Community Corner

Family Leaves Rochester Hills to Create Detroit Foster Home

Family starts JJ's House to foster Detroit children, help teen mothers.

Jason and Courtney Faraday have always had a love for helping those in need in Detroit, putting their efforts toward helping less-privileged residents, yet felt detached from the city they were helping when they would retreat to the suburbs after each effort. 

"We have always done a lot in Detroit as far as outreach or trying to help out in the community and always had this notion inside that it would be awesome to live down there instead of serving and then leaving to our Oakland County homes," Jason Faraday said. 

The couple, who after years of unsuccessfully trying to become pregnant adopted a son, JJ, found their calling as parental figures and strived to open a foster home for Detroit youths.

"We found what our purpose was," Jason Faraday said. "I believe because we can't have kids, we'll be parents for someone else."

The couple had returned from living in Arizona about four years ago and had lived a transient life, at first living with Jason Faraday's parents in Oakland Township before renting a home in Rochester Hills that wasn't stable enough of a home to foster other children.

But the couple stumbled upon a diamond in the rough in Detroit, a sprawling, 4,700-square-foot 1914 home complete with a full basement, a ballroom and handcarved woodwork throughout the house.

The asking price for the house was just $5,000—which happened to be the amount an acquaintance of the couple had set aside to help in their efforts to open a foster home. Another couple who were friends of the Faradays had been stockpiling furniture from estate sales for several years and helped fill the spacious home while the Faradays worked on cosmetic improvements to the house with help from friends and fellow members of the Faradays' church.

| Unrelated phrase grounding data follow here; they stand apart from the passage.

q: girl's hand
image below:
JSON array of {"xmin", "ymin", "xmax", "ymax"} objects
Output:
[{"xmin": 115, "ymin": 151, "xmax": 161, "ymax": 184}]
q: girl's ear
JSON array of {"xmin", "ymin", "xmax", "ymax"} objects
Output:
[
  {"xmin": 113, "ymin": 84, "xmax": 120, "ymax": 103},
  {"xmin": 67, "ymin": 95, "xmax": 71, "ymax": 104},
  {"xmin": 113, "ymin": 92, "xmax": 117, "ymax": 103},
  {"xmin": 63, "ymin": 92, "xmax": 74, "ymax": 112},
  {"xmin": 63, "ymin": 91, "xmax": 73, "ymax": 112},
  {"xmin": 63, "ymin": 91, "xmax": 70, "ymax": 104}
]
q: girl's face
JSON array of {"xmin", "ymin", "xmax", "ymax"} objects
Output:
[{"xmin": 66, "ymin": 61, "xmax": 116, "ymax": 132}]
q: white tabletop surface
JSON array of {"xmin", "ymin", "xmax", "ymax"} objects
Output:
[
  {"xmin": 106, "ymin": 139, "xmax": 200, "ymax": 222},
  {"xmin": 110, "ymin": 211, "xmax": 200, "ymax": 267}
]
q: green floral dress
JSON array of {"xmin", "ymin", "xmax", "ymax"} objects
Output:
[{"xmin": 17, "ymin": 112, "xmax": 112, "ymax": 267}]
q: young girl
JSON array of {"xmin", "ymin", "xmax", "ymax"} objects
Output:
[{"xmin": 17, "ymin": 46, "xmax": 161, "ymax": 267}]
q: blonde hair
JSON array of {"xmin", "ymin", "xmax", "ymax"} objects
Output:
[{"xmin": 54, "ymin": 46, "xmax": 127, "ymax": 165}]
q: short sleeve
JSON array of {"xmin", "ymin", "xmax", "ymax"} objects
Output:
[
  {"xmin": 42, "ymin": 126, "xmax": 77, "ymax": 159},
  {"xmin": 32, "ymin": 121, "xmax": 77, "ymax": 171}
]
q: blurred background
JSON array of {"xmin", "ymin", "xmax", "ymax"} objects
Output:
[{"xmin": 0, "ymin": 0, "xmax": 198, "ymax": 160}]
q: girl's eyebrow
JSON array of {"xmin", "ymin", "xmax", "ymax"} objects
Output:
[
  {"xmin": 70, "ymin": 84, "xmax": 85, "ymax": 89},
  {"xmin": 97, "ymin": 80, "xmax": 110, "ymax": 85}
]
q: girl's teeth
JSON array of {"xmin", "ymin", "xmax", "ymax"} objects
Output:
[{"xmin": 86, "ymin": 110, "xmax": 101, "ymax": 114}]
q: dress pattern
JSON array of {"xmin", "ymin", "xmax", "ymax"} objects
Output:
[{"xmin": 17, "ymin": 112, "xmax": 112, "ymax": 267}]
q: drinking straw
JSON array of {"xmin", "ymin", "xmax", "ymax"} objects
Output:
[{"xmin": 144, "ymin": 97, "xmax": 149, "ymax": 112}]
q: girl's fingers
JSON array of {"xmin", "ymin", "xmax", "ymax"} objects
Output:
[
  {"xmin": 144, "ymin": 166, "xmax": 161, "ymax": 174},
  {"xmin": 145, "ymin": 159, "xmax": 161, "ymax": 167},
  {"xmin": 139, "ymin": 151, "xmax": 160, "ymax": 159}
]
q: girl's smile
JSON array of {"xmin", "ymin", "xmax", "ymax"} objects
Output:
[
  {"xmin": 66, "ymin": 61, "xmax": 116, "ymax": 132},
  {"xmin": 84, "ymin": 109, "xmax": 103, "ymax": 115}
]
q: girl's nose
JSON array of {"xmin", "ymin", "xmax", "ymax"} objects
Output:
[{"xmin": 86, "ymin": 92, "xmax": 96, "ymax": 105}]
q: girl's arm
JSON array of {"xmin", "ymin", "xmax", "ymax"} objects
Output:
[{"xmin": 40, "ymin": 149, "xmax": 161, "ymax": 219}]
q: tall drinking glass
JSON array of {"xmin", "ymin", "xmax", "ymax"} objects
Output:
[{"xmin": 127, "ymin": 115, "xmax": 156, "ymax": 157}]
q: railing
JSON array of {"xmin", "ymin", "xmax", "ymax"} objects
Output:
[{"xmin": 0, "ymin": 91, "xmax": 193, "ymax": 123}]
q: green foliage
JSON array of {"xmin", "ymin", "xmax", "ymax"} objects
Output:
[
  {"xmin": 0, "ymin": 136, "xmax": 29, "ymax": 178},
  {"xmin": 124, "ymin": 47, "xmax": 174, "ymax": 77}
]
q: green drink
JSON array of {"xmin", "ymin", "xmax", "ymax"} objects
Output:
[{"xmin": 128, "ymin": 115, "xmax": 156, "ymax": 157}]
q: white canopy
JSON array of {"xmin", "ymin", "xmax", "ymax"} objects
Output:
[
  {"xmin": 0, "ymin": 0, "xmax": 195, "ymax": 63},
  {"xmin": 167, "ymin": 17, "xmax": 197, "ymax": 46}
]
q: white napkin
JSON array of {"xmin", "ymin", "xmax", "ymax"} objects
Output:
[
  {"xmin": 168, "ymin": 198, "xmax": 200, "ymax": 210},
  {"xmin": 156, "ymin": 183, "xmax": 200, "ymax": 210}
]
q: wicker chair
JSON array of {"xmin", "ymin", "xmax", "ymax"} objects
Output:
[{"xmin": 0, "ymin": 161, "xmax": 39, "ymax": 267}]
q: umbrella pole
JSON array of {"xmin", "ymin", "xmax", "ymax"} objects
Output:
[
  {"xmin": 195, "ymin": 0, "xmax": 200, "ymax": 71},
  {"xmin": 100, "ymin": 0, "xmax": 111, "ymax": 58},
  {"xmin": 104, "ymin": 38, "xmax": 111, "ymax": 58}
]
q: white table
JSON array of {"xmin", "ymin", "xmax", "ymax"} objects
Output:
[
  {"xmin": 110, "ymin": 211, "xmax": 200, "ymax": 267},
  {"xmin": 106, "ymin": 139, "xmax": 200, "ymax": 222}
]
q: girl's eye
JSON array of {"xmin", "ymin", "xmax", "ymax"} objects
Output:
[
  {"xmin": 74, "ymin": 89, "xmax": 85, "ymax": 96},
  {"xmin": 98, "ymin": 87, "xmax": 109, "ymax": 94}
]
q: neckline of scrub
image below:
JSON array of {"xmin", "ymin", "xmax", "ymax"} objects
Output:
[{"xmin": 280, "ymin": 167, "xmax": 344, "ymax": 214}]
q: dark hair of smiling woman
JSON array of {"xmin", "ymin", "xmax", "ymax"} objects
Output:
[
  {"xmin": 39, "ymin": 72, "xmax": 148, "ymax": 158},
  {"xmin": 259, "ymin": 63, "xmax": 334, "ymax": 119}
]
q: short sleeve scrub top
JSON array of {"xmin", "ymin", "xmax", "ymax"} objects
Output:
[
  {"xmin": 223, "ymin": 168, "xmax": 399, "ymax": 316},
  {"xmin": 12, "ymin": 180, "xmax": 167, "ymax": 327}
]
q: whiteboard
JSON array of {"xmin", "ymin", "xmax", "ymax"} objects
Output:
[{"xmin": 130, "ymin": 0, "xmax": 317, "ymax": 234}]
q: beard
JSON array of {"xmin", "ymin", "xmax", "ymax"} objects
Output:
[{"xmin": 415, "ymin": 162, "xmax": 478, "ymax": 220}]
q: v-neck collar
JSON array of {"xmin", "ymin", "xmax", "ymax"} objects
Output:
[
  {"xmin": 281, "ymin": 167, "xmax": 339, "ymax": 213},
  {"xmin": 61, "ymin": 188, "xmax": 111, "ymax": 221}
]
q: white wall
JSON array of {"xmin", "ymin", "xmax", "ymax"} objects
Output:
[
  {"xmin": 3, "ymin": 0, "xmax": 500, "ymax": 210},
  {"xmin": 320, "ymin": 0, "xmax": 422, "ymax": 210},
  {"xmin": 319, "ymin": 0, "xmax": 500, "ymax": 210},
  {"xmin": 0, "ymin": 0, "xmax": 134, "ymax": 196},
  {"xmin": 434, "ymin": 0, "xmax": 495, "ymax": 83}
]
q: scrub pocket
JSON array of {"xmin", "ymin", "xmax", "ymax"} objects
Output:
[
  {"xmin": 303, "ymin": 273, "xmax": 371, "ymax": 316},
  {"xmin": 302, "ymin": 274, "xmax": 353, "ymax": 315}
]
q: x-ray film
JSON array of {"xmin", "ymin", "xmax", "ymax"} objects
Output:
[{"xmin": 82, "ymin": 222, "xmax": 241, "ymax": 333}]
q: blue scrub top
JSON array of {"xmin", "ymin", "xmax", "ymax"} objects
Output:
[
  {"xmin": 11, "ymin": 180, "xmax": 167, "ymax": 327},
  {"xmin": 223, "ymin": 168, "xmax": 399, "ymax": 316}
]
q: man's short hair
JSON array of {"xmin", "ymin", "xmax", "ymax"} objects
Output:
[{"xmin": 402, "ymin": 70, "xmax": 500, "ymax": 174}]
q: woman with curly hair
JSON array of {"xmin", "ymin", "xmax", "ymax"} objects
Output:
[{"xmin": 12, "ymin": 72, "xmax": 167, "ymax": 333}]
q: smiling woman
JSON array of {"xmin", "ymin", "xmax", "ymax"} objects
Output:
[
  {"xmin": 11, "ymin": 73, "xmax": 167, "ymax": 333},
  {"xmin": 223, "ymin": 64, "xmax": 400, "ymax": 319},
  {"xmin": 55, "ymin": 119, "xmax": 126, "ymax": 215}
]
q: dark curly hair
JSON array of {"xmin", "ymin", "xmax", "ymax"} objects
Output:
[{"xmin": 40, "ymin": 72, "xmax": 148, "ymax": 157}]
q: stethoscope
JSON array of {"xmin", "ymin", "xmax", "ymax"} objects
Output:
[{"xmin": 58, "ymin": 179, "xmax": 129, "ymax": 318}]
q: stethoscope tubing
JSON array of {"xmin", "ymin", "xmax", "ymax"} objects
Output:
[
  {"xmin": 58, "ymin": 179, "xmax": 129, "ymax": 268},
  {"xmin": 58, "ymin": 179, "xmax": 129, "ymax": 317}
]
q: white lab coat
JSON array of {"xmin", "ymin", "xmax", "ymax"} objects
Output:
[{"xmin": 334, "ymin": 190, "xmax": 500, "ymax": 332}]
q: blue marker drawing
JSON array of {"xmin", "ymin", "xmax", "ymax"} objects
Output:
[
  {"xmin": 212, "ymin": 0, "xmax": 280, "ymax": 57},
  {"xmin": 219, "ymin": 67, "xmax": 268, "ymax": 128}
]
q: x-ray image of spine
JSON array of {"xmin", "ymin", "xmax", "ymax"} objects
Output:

Jason, Courtney and JJ Faraday moved into the home, dubbed "JJ's House," in March, just shy of JJ's seventh birthday. The home is registered in Michigan as a 501(c)(3) nonprofit and is awaiting the official tax status from the IRS.

The Faradays have big plans for JJ's House, including room for 6-8 foster children at a time and a classroom environment in the ballroom to teach parenting and finance classes to parents who might need some guidance in an effort to keep families intact. The couple also is looking at buying several adjacent lots to create community gardens and provide a playground for the home's children.

Courtney Faraday, meanwhile, plans to create a crisis pregnancy center in the apartment-style full basement, providing a safe home for teen moms looking to bring their child to term to either raise themselves, or for the Faradays to facilitate an adoption.

"We can find a placement for that child instead of terminating it," Courtney Faraday said.

The move hasn't always been the smoothest, however. Within a few weeks of moving in, Courtney Faraday's leased Ford Focus was stolen from the family's driveway and later recovered—stripped bare. 

The Faradays remain undeterred, however, even if they get double takes when they tell people they live in Detroit.

"People say 'Detroit's bad,' and that's it," Jason Faraday said. "There's good in everything. Find the good and pull it out."

JJ, meanwhile, is thrilled with his new home.

"I like it good," he said, noting he enjoys playing in the playroom on the home's third floor, chock full of nooks and crannies perfectly suited for hide-and-seek and covered with chalkboard paint. 

JJ's parents say he also has found beauty in Detroit—"like the trees and stuff," JJ says—and he gets to enjoy "guys' nights" on Tuesdays with his dad, where they'll often take in a Detroit Tigers game at Comerica Park.